Thirteen players were separated by three shots.
Watson had hip surgery only nine months ago, but there was a spring in his step even as it seemed though he would fade quickly. The wind stirred up white caps in the Irish Sea, and Turnberry turned into a fierce test. Watson bogeyed four straight holes along the coast, yet showed the patience of an eight-time major winner.
“Lady Turnberry took off her gloves today, and she had some teeth,” Watson said. “I knew the outgoing nine was going to be tough. But I never gave up hope because I knew that the incoming nine was going to play a little bit easier going downwind.”
Watson holed a 25-foot birdie on the ninth to get back in the mix, then delivered more magic.

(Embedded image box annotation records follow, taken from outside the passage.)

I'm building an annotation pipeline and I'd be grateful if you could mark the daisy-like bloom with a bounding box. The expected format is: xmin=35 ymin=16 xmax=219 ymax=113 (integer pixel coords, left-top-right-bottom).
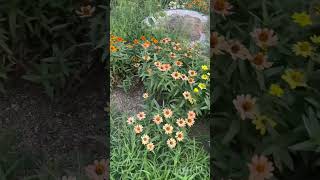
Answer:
xmin=201 ymin=65 xmax=209 ymax=71
xmin=188 ymin=77 xmax=195 ymax=84
xmin=176 ymin=131 xmax=184 ymax=141
xmin=140 ymin=36 xmax=147 ymax=41
xmin=176 ymin=118 xmax=186 ymax=127
xmin=61 ymin=176 xmax=77 ymax=180
xmin=154 ymin=61 xmax=161 ymax=67
xmin=180 ymin=74 xmax=188 ymax=81
xmin=85 ymin=159 xmax=108 ymax=180
xmin=134 ymin=124 xmax=143 ymax=134
xmin=127 ymin=117 xmax=134 ymax=125
xmin=252 ymin=115 xmax=277 ymax=136
xmin=137 ymin=112 xmax=146 ymax=120
xmin=269 ymin=84 xmax=284 ymax=97
xmin=291 ymin=12 xmax=312 ymax=27
xmin=159 ymin=64 xmax=171 ymax=71
xmin=188 ymin=111 xmax=196 ymax=119
xmin=133 ymin=39 xmax=139 ymax=44
xmin=193 ymin=88 xmax=199 ymax=93
xmin=163 ymin=124 xmax=173 ymax=134
xmin=182 ymin=91 xmax=191 ymax=100
xmin=110 ymin=45 xmax=118 ymax=52
xmin=232 ymin=95 xmax=256 ymax=120
xmin=185 ymin=118 xmax=194 ymax=127
xmin=163 ymin=108 xmax=173 ymax=118
xmin=210 ymin=32 xmax=227 ymax=55
xmin=142 ymin=93 xmax=149 ymax=99
xmin=201 ymin=74 xmax=209 ymax=80
xmin=183 ymin=52 xmax=192 ymax=58
xmin=173 ymin=43 xmax=182 ymax=51
xmin=169 ymin=52 xmax=177 ymax=59
xmin=76 ymin=5 xmax=96 ymax=18
xmin=142 ymin=55 xmax=151 ymax=61
xmin=142 ymin=41 xmax=151 ymax=49
xmin=167 ymin=138 xmax=177 ymax=149
xmin=292 ymin=41 xmax=314 ymax=57
xmin=227 ymin=40 xmax=250 ymax=60
xmin=249 ymin=52 xmax=272 ymax=70
xmin=310 ymin=35 xmax=320 ymax=44
xmin=188 ymin=70 xmax=197 ymax=77
xmin=151 ymin=37 xmax=159 ymax=44
xmin=147 ymin=143 xmax=154 ymax=151
xmin=248 ymin=155 xmax=274 ymax=180
xmin=141 ymin=134 xmax=150 ymax=145
xmin=171 ymin=71 xmax=181 ymax=80
xmin=281 ymin=69 xmax=306 ymax=89
xmin=153 ymin=114 xmax=163 ymax=125
xmin=250 ymin=28 xmax=278 ymax=49
xmin=198 ymin=83 xmax=207 ymax=90
xmin=211 ymin=0 xmax=232 ymax=16
xmin=160 ymin=38 xmax=171 ymax=44
xmin=174 ymin=61 xmax=183 ymax=67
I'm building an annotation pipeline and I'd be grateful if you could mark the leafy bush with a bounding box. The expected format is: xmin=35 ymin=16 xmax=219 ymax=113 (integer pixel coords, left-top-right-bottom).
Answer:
xmin=0 ymin=0 xmax=106 ymax=97
xmin=211 ymin=0 xmax=320 ymax=179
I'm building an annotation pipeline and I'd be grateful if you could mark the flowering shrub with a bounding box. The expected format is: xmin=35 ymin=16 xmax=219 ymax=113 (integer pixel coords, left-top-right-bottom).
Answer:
xmin=211 ymin=0 xmax=320 ymax=180
xmin=111 ymin=36 xmax=210 ymax=151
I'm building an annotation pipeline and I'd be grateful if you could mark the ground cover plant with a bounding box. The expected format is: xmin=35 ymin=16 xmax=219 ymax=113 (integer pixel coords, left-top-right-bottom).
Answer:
xmin=211 ymin=0 xmax=320 ymax=180
xmin=110 ymin=0 xmax=210 ymax=179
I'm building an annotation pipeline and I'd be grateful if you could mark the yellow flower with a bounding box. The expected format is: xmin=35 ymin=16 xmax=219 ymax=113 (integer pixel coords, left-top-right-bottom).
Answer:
xmin=198 ymin=83 xmax=207 ymax=90
xmin=281 ymin=69 xmax=306 ymax=89
xmin=269 ymin=84 xmax=284 ymax=97
xmin=291 ymin=12 xmax=312 ymax=27
xmin=147 ymin=143 xmax=154 ymax=151
xmin=201 ymin=65 xmax=209 ymax=71
xmin=292 ymin=41 xmax=314 ymax=57
xmin=310 ymin=35 xmax=320 ymax=44
xmin=110 ymin=46 xmax=118 ymax=52
xmin=201 ymin=74 xmax=209 ymax=80
xmin=252 ymin=115 xmax=277 ymax=135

First came a 75-foot birdie putt from the back of the 16th green, a scary putt with the burn guarding the front. He raised his arms and kissed the ball. He saved even more emotion for his final putt on the 18th.
Watson watched it catch the corner of the cup, kicked his right leg ó “That was my Scottish jig,” he said ó and then offered an abbreviated bow.
“He hung tough,” said Sergio Garcia, who played alongside Watson. “He showed me how much he loves this game.”
Fifty players broke par in the opening round, but only seven players shot in the 60s on Friday.
Woods thought he might be among them, giving himself birdie chances and burning the edge of the cup early in his round. His goal was to finish under par by the end of the day, but after his first birdie on the par-5 seventh, it all went wrong.
“Everybody’s entitled to a bad day,” said Lee Westwood, who played with Woods and shot 70 to join the group at 2-under 138. “It was tough conditions out there, and the wind can play havoc with your swing sometimes. And he hit a couple of poor shots at the wrong time.”
Woods failed to make the cut for only the sixth time in his career and the first since the 2006 U.S. Open at Winged Foot, his first tournament after his father died.
He arrived at Turnberry having won for the third time this year, in his AT&T National at Congressional.
And he was leaving far sooner than anyone expected.